Małopłytkowość w populacji pediatrycznej
W populacji dziecięcej epidemiologia małopłytkowości różni się znacząco od tej obserwowanej u dorosłych. Około 40% wszystkich zdiagnozowanych przypadków ITP dotyczy dzieci poniżej 10. roku życia7. U dzieci częstość występowania jest najwyższa między 2. a 4. rokiem życia i jest równomierna u chłopców i dziewczynek7.

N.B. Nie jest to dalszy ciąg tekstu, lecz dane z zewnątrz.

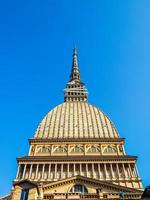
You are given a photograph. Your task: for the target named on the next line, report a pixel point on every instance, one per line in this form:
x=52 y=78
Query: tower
x=76 y=153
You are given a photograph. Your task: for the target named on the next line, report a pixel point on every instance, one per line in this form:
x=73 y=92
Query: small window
x=94 y=150
x=61 y=149
x=77 y=150
x=44 y=150
x=24 y=194
x=78 y=189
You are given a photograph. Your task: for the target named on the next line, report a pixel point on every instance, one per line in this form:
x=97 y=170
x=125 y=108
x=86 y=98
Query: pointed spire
x=75 y=89
x=75 y=74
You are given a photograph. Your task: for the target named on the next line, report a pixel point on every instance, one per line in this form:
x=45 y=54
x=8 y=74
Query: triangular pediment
x=92 y=183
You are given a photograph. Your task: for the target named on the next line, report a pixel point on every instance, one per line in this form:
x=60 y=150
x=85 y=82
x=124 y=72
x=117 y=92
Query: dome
x=76 y=120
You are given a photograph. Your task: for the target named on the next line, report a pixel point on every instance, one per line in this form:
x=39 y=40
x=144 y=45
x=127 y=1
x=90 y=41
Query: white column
x=99 y=170
x=49 y=171
x=68 y=170
x=87 y=170
x=37 y=169
x=105 y=170
x=112 y=171
x=124 y=171
x=62 y=169
x=80 y=169
x=137 y=171
x=24 y=171
x=43 y=170
x=30 y=171
x=130 y=171
x=118 y=171
x=93 y=170
x=74 y=169
x=17 y=176
x=55 y=171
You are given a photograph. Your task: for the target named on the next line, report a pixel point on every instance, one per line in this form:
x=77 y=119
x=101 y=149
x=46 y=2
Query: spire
x=75 y=89
x=75 y=74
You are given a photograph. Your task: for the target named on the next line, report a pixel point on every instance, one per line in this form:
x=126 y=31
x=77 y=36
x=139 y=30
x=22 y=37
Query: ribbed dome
x=76 y=120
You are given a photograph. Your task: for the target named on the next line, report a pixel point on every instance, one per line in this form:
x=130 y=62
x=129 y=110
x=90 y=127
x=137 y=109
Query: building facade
x=76 y=153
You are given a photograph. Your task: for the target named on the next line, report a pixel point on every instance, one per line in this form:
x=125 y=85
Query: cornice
x=73 y=140
x=75 y=158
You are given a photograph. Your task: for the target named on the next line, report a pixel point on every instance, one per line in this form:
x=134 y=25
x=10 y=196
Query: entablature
x=85 y=159
x=75 y=140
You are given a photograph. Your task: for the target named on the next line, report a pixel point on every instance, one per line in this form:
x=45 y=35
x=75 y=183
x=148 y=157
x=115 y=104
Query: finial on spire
x=75 y=89
x=75 y=74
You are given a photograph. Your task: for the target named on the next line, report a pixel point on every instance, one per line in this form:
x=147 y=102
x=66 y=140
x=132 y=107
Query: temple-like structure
x=76 y=153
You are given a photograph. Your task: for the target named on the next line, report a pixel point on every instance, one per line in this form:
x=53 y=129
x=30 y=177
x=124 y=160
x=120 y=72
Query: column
x=68 y=170
x=93 y=170
x=131 y=173
x=31 y=166
x=74 y=169
x=112 y=171
x=80 y=169
x=105 y=170
x=55 y=175
x=49 y=171
x=86 y=170
x=24 y=171
x=99 y=170
x=62 y=169
x=124 y=171
x=137 y=171
x=36 y=174
x=17 y=176
x=118 y=171
x=43 y=170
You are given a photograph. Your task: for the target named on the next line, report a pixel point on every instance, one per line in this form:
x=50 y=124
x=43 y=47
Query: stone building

Roczna zachorowalność na ITP w populacji dziecięcej wynosi 2,2-5,3 przypadków na 100 000 dzieci7. Do 20% przypadków może przejść w formę przewlekłą7. Ogólna 18-letnia zapadalność wynosiła 50 na 100 000 dorosłych w badaniu przeprowadzonym w Wielkiej Brytanii w 2011 roku7.
Charakterystyczną cechą ITP u dzieci są wahania sezonowe, z wzrostem częstości występowania wiosną i wczesnym latem, kiedy infekcje wirusowe są częste8. Większość przypadków ITP u dzieci ma przebieg samoograniczający się, z typowym spontanicznym powrotem do zdrowia w ciągu 3 miesięcy9. Około 25% dzieci w Stanach Zjednoczonych rozwija uporczywą lub przewlekłą ITP, gdzie krwawienie związane z małopłytkowością może zagrażać życiu8.